(why_git)=
# Why Git

:::{admonition} Intended audience
:class: note

If you're wondering why we need a [version-control
system](https://www.atlassian.com/git/tutorials/what-is-version-control)
in the work we do, this section tries to answer that. If you already
know why, you can skip this page and go to the next one.

:::

## Saving a file

Let's start with an example that's almost too simple: Assume you're
working on a document using a text editor. Every once in a while you
hit {menuselection}`File --> Save` to preserve your work. [^memory]$^{,}$[^often]$^{,}$[^emacs]

[^memory]: What you're actually doing is moving information from
    [volatile
    memory](https://www.geeksforgeeks.org/difference-between-volatile-memory-and-non-volatile-memory/)
    to non-volatile storage. If you didn't do this, you'd lose your work when your computer turns off. 

[^often]: Since I'm paranoid about losing my work, I save any file I'm
    working about once every sentence (or couple of lines of code,
    depending on what I'm writing). For example, I saved the file
    you're reading now about once per footnote.

[^emacs]: Since I prefer the keyboard version of the {ref}`emacs
    <other-commands>` text editor, actually I'm typing **Ctrl-x Ctrl-s**
    every few seconds.

You can think of this as "progress-based" saving: You're saving your
progress as you go along so you don't lose your changes.

What if you reach a point in your writing when you realize that you've
made a mistake?

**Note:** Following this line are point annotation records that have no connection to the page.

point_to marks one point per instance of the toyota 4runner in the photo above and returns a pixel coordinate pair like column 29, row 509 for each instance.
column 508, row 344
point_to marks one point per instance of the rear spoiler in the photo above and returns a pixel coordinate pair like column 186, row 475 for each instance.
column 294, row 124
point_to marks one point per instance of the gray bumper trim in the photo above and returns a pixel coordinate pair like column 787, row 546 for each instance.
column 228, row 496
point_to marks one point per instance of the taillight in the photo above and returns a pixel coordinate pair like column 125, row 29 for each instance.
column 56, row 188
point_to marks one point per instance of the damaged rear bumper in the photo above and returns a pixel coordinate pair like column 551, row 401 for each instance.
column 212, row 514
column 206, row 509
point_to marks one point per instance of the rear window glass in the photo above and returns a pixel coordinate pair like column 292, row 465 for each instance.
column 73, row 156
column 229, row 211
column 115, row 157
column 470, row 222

Most editors have some form of {menuselection}`Edit -->
Undo` command. However, that feature usually only works for your
current editing session; if you quit and your editor and restart it,
you lose the "undos".

## Saving versions of a file

So far, so good. Now let's think about a different approach to saving
your work: task-based saving.

Assume you've been working on a document to accomplish a certain
task. What a "task" is up to you. All that matters is that it's
represents a step in your work on the file.

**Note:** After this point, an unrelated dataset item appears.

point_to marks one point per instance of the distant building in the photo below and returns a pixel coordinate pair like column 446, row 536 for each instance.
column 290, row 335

Here some random examples off the top of my head:

- You're writing an article, and you've added a new section, along
  with bibliographic references.

<p />

- You're working on {file}`Analysis.C` from this tutorial, and you've
  modified the code to generate histograms. You'd like to "bookmark"
  this change, before you move on to the next step in your work:
  writing those histograms to a file.

<p />

- You wrote a ROOT tutorial, and you're adding material on git,
  possibly with footnotes and xkcd cartoons.[^reason]

[^reason]: For some reason this last item is on my mind as I type these words. I wonder why?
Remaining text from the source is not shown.